The text itself is a type of Latin Vulgate Bible, often referred to as a Paris Bible. In Paris and northern France in the 13th century, a conventional order of books of the Bible was established, forming the template for the modern Bible. Before this, Bibles often came in multiple volumes, whereas the Paris Bible contained the entire text in a single book. As a result, these books (as with MS29) were written on ultra-thin vellum, allowing more text to fit into one volume.
The Bible is accompanied by a Hebrew Psalter: a Latin text translated directly from the Hebrew Psalms. Tables of gospel and epistle lections of Sarum use were added to the beginning (fols 1–4v) and end (fol. 548v) of the manuscript in the 15th century. This, as well as the annotations in a 15th-century English hand, indicate that it was in England by this time.

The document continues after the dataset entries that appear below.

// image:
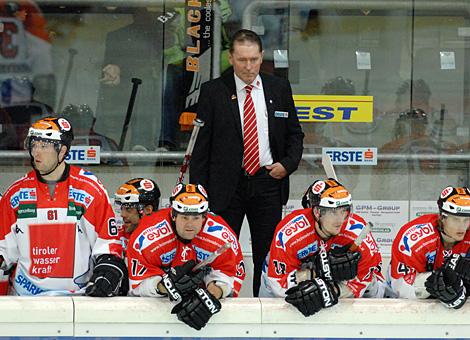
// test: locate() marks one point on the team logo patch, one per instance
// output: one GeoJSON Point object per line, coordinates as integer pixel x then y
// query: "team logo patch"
{"type": "Point", "coordinates": [24, 286]}
{"type": "Point", "coordinates": [168, 257]}
{"type": "Point", "coordinates": [289, 230]}
{"type": "Point", "coordinates": [413, 235]}
{"type": "Point", "coordinates": [202, 190]}
{"type": "Point", "coordinates": [151, 235]}
{"type": "Point", "coordinates": [147, 185]}
{"type": "Point", "coordinates": [431, 257]}
{"type": "Point", "coordinates": [318, 187]}
{"type": "Point", "coordinates": [80, 196]}
{"type": "Point", "coordinates": [23, 195]}
{"type": "Point", "coordinates": [176, 189]}
{"type": "Point", "coordinates": [201, 254]}
{"type": "Point", "coordinates": [312, 248]}
{"type": "Point", "coordinates": [354, 226]}
{"type": "Point", "coordinates": [222, 232]}
{"type": "Point", "coordinates": [64, 124]}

Inscriptions that may have identified the Bible’s former owners have been cut from the beginning of the manuscript. The earliest preserved ownership mark (fol. 4r) is that of a cleric, John Brickhill, written in a 16th-century hand.
Literature: Neil R. Ker and Alan J. Piper, Medieval Manuscripts in British Libraries, Volume IV: Paisley–York (Oxford, 1969), pp. 622–23; Paul Yeats-Edwards, Winchester College (Warden and Fellows’ Library) Medieval Manuscript Collection: Brief History and Catalogue (London, 1978), p. 8; Paul Quarrie, Winchester College and the King James Bible (Winchester, 2011), pp. 32–33.
Provenance: John Brickhill (English, 16th century); given to Winchester College in 1827 by Paulet St John-Milmay (1791–1845), Old Wykehamist (1803–05) and MP for Winchester (1818–35).